This week for Flora and Fauna Friday we’ve got a long-legged leopard-printed night-goer, the Southern Leopard Frog (Lithobates sphenocephalus).
The Southern Leopard Frog can be found all across South Carolina. They are not picky about habitat and can be found in pretty much any semi-permanent body of freshwater in the Lowcountry. They are also surprising salt tolerant for an amphibian and can even live in an array of brackish wetlands. Our Leopard Frog is the easiest to identify of the “true frogs” of the genus Lithobates. They’re roughly three inches in length and have a distinctive pointed head, with the specific epithet of their Latin name “spenocephalus” meaning “wedge-head”. Southern Leopard Frogs are primarily bronze in color and sometimes a pine-green along the spine, with two raised ivory-white lines down each side of their back and small dark-brown blotches across the body. These blotches giving it the “leopard” part of the common name. The call of our Leopard Frog is unmistakable, sounding like someone flicking the teeth on a plastic comb, except low pitched and variable in tone. Like most frogs, the best time to see and hear a Leopard Frog is at night following heavy rains. However, Leopard Frogs are also fairly active in the day and can often be spotted on pond banks and ditch edges, usually as they jump out of sight. Like most frogs, their primary defense mechanism is jumping. This allows them to shoot off the ground and move several feet in an instant, generally in the direction of the nearest body of water. Leopard Frogs primarily eat insects, spiders, worms, and other invertebrates. They usually hunt by ambush, posting up beside a wetland and allowing the prey to come to them. Frogs and Toads have a sticky tongue which they are able to flick out and whip back, drawing food into their mouth.

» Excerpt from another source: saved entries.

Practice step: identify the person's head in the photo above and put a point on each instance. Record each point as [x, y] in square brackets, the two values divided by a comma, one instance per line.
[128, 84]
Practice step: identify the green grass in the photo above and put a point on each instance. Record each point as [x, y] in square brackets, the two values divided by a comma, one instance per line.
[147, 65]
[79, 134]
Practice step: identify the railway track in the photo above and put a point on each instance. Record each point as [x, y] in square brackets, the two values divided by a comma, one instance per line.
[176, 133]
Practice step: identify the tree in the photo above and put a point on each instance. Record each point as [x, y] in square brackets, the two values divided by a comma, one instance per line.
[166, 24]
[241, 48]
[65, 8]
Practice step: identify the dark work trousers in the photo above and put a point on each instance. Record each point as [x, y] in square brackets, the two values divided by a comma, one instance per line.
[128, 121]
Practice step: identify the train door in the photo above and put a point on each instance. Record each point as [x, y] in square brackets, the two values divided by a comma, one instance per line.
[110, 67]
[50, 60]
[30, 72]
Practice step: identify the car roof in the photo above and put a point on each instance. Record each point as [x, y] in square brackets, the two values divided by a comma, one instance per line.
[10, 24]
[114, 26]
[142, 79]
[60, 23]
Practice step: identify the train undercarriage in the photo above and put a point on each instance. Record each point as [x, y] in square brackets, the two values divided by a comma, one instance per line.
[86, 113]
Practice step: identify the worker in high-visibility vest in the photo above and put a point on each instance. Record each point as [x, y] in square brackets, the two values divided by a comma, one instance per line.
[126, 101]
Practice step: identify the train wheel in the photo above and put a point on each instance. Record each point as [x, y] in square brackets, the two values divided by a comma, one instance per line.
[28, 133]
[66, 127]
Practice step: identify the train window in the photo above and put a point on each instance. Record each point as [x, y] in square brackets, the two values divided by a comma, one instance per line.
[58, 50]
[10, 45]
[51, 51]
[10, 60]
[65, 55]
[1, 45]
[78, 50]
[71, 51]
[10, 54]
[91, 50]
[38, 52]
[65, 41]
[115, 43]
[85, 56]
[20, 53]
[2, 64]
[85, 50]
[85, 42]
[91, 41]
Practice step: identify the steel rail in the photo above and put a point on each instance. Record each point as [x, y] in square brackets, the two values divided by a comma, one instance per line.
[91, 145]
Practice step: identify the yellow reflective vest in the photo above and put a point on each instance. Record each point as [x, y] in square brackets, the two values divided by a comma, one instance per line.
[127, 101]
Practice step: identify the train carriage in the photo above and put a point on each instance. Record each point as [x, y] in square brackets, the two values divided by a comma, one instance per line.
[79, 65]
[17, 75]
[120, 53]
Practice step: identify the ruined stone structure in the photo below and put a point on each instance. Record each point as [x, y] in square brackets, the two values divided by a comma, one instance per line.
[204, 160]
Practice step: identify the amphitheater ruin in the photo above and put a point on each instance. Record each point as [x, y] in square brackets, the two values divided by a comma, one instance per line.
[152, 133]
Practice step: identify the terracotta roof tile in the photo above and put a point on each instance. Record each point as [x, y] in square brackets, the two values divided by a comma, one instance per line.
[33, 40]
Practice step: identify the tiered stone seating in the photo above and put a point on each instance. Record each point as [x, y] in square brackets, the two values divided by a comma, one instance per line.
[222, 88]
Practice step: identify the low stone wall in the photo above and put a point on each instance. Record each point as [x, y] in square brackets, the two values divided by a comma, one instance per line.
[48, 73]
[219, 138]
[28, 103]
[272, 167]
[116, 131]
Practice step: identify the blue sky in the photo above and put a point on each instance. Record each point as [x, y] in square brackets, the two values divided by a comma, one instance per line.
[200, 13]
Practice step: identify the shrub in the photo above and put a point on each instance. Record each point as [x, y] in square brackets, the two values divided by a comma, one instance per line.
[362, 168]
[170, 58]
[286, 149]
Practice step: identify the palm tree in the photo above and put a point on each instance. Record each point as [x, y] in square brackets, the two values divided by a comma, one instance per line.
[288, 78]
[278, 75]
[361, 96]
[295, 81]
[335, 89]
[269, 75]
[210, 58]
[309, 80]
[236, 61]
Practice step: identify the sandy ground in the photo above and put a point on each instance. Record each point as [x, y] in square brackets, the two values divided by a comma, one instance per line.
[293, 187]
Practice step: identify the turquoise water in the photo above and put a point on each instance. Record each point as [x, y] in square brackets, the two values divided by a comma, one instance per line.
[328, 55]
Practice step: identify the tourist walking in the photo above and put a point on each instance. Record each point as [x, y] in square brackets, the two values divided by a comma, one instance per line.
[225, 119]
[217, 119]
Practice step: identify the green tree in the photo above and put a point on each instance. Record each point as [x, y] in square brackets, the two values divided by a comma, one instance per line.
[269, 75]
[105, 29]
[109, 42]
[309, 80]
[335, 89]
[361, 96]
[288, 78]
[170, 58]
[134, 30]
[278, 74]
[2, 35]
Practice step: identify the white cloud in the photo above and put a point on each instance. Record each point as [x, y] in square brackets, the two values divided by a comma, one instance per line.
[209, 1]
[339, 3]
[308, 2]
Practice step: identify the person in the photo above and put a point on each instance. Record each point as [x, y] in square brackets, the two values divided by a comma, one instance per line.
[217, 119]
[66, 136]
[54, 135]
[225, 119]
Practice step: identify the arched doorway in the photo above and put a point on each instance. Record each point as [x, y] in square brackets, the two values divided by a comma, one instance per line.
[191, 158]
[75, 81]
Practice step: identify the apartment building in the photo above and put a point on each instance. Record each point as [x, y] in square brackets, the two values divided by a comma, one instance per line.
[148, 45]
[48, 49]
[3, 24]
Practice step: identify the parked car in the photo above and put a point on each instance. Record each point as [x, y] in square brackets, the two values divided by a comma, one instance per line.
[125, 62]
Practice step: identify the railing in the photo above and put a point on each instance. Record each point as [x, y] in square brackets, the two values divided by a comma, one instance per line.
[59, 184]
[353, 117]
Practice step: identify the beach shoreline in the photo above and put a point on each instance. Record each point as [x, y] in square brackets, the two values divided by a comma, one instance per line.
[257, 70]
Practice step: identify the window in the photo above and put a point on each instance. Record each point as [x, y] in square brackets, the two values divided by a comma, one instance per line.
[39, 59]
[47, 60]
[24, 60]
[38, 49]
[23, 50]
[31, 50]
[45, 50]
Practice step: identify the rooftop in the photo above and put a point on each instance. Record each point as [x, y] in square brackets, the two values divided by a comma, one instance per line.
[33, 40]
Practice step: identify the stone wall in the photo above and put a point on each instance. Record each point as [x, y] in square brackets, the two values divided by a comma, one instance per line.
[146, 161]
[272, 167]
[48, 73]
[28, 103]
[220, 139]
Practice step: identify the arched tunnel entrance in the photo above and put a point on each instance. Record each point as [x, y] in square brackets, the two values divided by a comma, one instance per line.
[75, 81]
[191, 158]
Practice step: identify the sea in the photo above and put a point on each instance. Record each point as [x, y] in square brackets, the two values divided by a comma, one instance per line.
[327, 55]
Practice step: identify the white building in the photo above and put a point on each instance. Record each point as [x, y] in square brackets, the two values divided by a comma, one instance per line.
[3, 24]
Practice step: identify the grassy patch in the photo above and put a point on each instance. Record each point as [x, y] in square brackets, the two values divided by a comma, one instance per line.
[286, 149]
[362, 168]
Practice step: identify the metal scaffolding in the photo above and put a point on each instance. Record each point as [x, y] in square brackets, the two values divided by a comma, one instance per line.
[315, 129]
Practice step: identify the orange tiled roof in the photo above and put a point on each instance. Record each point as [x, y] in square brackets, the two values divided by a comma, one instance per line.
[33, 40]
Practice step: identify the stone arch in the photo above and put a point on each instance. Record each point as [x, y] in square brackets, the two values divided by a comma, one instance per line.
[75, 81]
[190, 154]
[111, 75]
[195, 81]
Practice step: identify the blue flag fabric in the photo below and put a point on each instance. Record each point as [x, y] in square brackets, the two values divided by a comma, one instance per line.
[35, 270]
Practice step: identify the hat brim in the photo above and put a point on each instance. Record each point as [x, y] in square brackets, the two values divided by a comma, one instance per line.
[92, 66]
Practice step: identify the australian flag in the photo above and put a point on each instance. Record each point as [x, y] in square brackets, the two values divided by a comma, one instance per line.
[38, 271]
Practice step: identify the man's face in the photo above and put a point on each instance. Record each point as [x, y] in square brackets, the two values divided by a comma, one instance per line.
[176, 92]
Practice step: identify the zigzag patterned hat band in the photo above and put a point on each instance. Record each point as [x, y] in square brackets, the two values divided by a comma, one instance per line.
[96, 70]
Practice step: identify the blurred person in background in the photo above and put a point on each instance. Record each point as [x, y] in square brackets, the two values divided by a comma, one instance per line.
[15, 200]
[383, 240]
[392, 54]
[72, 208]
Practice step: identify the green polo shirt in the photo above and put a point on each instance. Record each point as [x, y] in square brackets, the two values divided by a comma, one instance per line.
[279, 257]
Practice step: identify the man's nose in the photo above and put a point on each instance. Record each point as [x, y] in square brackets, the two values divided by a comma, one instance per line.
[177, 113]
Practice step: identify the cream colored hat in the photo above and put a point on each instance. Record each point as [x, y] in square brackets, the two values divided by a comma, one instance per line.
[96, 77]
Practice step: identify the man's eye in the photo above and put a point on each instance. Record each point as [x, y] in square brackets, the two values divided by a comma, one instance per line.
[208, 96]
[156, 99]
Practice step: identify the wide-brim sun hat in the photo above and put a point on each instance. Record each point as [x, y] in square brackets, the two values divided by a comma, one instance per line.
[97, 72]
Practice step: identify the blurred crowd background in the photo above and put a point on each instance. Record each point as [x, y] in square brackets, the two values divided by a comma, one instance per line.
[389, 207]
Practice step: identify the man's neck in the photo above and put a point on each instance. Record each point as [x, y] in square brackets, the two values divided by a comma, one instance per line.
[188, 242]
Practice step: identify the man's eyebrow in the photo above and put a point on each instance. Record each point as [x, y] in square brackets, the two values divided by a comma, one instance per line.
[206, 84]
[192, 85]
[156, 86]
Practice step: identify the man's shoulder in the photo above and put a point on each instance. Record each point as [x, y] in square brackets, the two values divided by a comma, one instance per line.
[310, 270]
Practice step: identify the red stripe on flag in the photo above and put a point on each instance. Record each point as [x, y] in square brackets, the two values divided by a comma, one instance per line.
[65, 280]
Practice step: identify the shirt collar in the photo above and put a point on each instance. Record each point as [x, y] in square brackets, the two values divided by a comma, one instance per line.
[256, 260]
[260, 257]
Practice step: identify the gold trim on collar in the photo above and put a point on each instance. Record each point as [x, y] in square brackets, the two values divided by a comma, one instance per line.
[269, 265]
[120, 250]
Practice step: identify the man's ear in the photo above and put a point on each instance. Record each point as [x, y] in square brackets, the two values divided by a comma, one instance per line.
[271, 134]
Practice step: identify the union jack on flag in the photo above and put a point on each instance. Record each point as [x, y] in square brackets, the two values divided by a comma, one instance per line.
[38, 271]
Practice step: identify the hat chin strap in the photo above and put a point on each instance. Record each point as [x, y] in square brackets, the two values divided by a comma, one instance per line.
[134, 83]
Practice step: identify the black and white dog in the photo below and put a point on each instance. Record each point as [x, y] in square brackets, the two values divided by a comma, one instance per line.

Leopard Frogs prefer to lay eggs in shallow ephemeral wetlands. Ephemeral wetlands are lowland areas which dry up entirely during the year. More particularly, frogs and other amphibians like to breed in isolated ephemeral wetlands. These are areas that are disconnected and distant from permanent wetlands and generally only fill with water after prolonged heavy rains. These conditions are important to the frog because it means there are no fish, which are the number one predator of their eggs and tadpoles. Non-isolated ephemeral wetlands, like floodplains and marshes, often flood when a nearby permanent wetland overflows or a stream breaches its banks. Within those floodwaters comes fish and fish eggs, which populate the ephemeral wetland and feed on the frogs and their offspring. Isolated ephemeral wetlands have less risk of fish establishing and so are often a safer bet for a baby frog nursery.